Categories

Versions

You are viewing the RapidMiner Studio documentation for version 10.0 - Check here for latest version

Collect (RapidMiner Studio Core)

Synopsis

This operator combines multiple input objects into a single collection.

Description

The Collect operator combines a variable number of input objects into a single collection. It is important to know that all input objects should be of the same IOObject class. In the Process View, collections are indicated by double lines. If the input objects are collections themselves then the output of this operator would be a collection of collections. However if the unfold parameter is set to true then the output will be the union of all elements of the input collections. After combining objects into a collection, the Loop Collection operator can be used to iterate over this collection. The Select operator can be used to retrieve the required element of the collection.

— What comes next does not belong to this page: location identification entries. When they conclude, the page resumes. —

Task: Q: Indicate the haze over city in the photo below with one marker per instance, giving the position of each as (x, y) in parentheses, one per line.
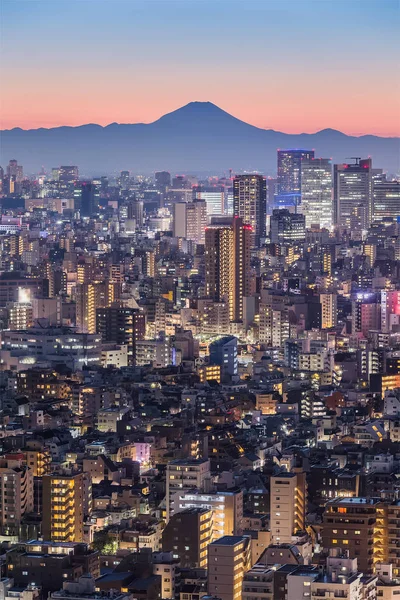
(284, 65)
(199, 300)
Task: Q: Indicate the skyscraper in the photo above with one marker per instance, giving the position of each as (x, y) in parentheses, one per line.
(121, 325)
(289, 170)
(386, 199)
(66, 174)
(249, 203)
(316, 192)
(287, 227)
(87, 199)
(353, 195)
(227, 264)
(163, 180)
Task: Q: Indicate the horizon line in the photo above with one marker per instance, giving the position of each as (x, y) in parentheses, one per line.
(49, 128)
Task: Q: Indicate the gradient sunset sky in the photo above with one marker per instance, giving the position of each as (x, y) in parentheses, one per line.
(289, 65)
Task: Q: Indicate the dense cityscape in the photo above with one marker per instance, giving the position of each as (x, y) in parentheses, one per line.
(200, 383)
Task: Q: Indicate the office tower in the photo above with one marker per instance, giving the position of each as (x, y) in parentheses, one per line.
(87, 199)
(213, 317)
(316, 192)
(179, 182)
(188, 535)
(196, 221)
(223, 352)
(352, 195)
(184, 475)
(226, 506)
(15, 171)
(289, 170)
(89, 297)
(218, 264)
(136, 211)
(386, 199)
(287, 227)
(67, 501)
(124, 180)
(249, 203)
(390, 309)
(179, 219)
(274, 327)
(163, 180)
(228, 560)
(48, 309)
(68, 174)
(16, 493)
(123, 326)
(357, 525)
(227, 263)
(288, 495)
(328, 310)
(214, 197)
(365, 314)
(271, 192)
(20, 315)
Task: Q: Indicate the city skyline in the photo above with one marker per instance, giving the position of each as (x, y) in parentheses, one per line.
(311, 63)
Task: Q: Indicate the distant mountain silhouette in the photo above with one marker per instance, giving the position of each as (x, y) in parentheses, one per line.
(199, 137)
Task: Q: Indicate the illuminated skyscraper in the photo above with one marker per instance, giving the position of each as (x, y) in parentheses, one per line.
(214, 198)
(287, 227)
(353, 195)
(316, 192)
(386, 199)
(67, 174)
(289, 170)
(228, 265)
(249, 203)
(87, 199)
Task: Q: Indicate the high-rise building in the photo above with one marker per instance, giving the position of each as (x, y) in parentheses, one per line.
(223, 352)
(390, 309)
(386, 199)
(249, 203)
(226, 506)
(90, 297)
(16, 493)
(229, 558)
(15, 171)
(179, 219)
(121, 325)
(196, 221)
(365, 314)
(214, 197)
(287, 227)
(66, 502)
(357, 525)
(86, 198)
(184, 475)
(289, 170)
(227, 263)
(124, 180)
(352, 184)
(163, 180)
(328, 310)
(68, 174)
(188, 535)
(316, 192)
(288, 506)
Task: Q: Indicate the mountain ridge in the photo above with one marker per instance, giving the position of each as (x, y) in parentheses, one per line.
(198, 136)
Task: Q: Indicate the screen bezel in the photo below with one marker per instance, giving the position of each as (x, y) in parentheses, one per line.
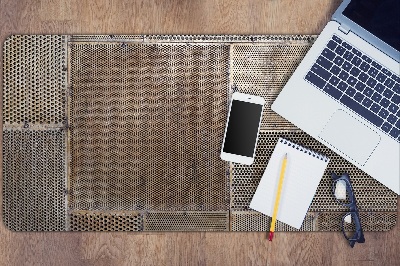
(235, 157)
(364, 34)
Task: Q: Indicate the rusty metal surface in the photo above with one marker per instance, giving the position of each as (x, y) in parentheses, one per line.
(263, 69)
(33, 180)
(34, 79)
(186, 221)
(123, 133)
(146, 124)
(105, 221)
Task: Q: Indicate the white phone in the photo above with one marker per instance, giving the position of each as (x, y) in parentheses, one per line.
(242, 127)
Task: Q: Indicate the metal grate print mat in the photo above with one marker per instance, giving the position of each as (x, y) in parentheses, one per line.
(123, 133)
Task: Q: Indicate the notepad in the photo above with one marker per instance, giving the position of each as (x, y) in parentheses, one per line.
(304, 171)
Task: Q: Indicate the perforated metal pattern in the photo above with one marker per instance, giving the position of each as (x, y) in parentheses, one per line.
(370, 194)
(34, 79)
(263, 69)
(197, 38)
(324, 221)
(146, 120)
(34, 180)
(371, 221)
(186, 221)
(146, 126)
(255, 221)
(99, 221)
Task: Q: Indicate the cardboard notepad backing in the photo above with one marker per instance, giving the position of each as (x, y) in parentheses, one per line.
(303, 173)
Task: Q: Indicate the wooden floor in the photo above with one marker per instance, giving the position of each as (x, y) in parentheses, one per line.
(181, 17)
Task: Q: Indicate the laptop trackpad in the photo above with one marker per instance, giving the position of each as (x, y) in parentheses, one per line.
(350, 136)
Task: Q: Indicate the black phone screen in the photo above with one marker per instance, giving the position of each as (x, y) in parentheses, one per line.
(241, 133)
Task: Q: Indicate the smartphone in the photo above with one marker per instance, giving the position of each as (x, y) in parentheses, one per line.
(242, 127)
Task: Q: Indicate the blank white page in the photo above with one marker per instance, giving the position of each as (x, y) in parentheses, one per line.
(304, 170)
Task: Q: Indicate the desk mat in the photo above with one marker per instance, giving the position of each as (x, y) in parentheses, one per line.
(123, 133)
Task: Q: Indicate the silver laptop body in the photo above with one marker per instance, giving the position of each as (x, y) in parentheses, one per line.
(345, 92)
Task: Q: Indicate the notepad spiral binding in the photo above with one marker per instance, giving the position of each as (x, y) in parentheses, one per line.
(305, 150)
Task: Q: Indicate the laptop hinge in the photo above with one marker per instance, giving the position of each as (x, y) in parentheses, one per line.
(344, 29)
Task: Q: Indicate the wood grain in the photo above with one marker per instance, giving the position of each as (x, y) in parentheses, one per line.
(181, 17)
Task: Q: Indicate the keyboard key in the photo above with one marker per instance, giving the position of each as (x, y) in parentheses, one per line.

Collections can be useful when you want to apply the same operations on a number of objects. The Collect operator will allow you to collect the required objects into a single collection, the Loop Collection operator will allow you to iterate over all collections and finally you can separate the input objects from collection by individually selecting the required element by using the Select operator.

Input

  • input (IOObject)

    This operator can have multiple inputs. When one input is connected, another input port becomes available which is ready to accept another input (if any). The order of inputs remains the same. The object supplied at the first input port of the Collect operator becomes the first element of the resultant collection. It is important to note that all input objects should be of the same IOObject class.

Output

  • collection (Collection)

    All the input objects are combined into a single collection and the resultant collection is delivered through this port.

Parameters

  • unfoldThis parameter is only applicable when the input objects are collections. This parameter specifies whether collections received at the input ports should be unfolded. If the input objects are collections themselves and the unfold parameter is set to false, then the output of this operator would be a collection of collections. However if the unfold parameter is set to true then the output will be the union of all elements of the input collections. Range: boolean

Tutorial Processes

Introduction to collections

This Example Process explains a number of important ideas related to collections. This Example Process shows how objects can be collected into a collection, then some preprocessing is applied on the collection and finally individual elements of the collection are separated as required.

The 'Golf' and 'Golf-Testset' data sets are loaded using the Retrieve operator. Both ExampleSets are provided as inputs to the Subprocess operator. The subprocess performs some preprocessing on the ExampleSets and then returns them through its output ports. The first output port returns the preprocessed 'Golf' data set which is then used as training set for the Decision Tree operator. The second output port delivers the preprocessed 'Golf-Testset' data set which is used as testing set for the Apply Model operator which applies the Decision Tree model. The performance of this model is measured and it is connected to the results port. The training and testing ExampleSets can also be seen in the Results Workspace.

Now have a look at the subprocess of the Subprocess operator. First of all, the Collect operator combines the two ExampleSets into a single collection. Note the double line output of the Collect operator which indicates that the result is a collection. Then the Loop Collection operator is applied on the collection. The Loop Collection operator iterates over the elements of the collection and performs some preprocessing (renaming an attribute in this case) on them. You can see in the subprocess of the Loop Collection operator that the Rename operator is used for changing the name of the Temperature attribute to 'New Temperature'. It is important to note that this renaming is performed on both ExampleSets of the collection. The resultant collection is supplied to the Multiply operator which generates two copies of the collection. The first copy is used by the Select operator (with index parameter = 1) to select the first element of collection i.e. the preprocessed 'Golf' data set. The second copy is used by the second Select operator (with index parameter = 2) to select the second element of the collection i.e. the preprocessed 'Golf-Testset' data set.